Portable motor vehicle mounted vacuum cleaning apparatus operates from the exterior of buildings and thus suffers in accessibility to the ducts in large and multiple story buildings. Cleaning efficiency suffers due to the long flexible hose or duct required to connect to the HVAC system ducts. Exhausted air is discharged into the atmosphere (U.S. Pat. 5,030,259). Vacuum cleaning apparatus for installation and operation from within buildings require assembly of modular units, sized for passage through doorways. In addition to the vacuum blower unit, one or more filter units including a high efficiency particulate air (HEPA) filter are required in that exhausted air of the apparatus is discharged into the interior environment of the building. Compressed air nozzles are introduced into the ducts as an effort to loosen contaminating materials from the inner surfaces of the ducts (U.S. Pat. Nos. 4,968,333 and 5,069,691). Effective vacuum cleaning suffers due to low capacity of the blowers and due to inefficient loosening of the contaminating materials adhered to the duct surfaces.

SUMMARY OF THE INVENTION

The present invention combines processes of vacuum cleaning of the ductwork with pressurized particulate filtering of the exhausted air stream. Vacuum cleaning is assisted by a multiple pneumatic whip agitator which is introduced within the interior of the ductwork to loosen deposited materials from the wall of the duct. Multiple stages of filtering allow the exhausted air to be discharged into the internal environment of the building. The apparatus is constructed of modules that are stacked vertically for passage through average doorways and for overall size reduction. The upper module is the fan unit which is adapted for optional sizes of vacuum hoses that are selected for effective cleaning through varying hose lengths. The exhausted air after filtration is discharged from the base module at floor level. The compressor for driving the pneumatic whip agitator is typically a separate unit.

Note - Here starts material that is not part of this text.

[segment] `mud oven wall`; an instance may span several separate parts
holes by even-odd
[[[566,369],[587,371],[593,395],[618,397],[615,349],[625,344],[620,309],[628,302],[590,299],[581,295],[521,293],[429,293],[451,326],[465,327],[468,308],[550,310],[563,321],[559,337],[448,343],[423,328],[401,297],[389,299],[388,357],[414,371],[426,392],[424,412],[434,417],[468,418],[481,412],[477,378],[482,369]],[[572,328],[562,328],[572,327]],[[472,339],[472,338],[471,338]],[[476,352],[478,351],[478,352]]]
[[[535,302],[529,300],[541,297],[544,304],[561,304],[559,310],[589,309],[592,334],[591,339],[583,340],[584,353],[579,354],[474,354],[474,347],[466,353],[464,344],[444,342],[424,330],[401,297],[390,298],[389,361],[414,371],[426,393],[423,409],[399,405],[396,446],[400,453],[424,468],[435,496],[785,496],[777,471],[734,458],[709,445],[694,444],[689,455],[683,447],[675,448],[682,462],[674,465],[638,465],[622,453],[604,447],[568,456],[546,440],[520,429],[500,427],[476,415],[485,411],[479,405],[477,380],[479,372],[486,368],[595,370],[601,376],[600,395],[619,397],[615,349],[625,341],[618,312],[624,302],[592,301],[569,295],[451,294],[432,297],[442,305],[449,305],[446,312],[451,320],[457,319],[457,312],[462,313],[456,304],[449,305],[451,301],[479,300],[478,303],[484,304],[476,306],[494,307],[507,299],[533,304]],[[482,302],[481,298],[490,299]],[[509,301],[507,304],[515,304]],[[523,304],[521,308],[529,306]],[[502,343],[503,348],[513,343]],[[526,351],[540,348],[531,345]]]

An objective of this invention is to improve the efficiency of cleaning of air ducts, to loosen and evacuate adhering deposits and particulates from interior wall corners and crevices of the ducts.

Another objective of the invention is to achieve effective cleaning in ducts of variable cross section dimensions and lengths before reentry of the apparatus in the duct is required.

Another objective of the invention is to improve the filtering of the air stream being discharged into the interior of the building being cleaned.

Another objective of the invention is to reduce the size and weight of the portable units by means of vacuum cleaning and pressurized filtering in combination with pneumatic whip agitation within the interior of ducts to be cleaned.

Another objective of the invention is to reduce the floor space occupied by the fan-filtration unit.

Another objective of the invention is to stack fan and filter modules vertically for reducing occupied floor space and for easy access for servicing multiple staged filters.

Another objective of the invention is to provide visual means for observing the vacuum fan air stream at the input to the pressurized filtration modules.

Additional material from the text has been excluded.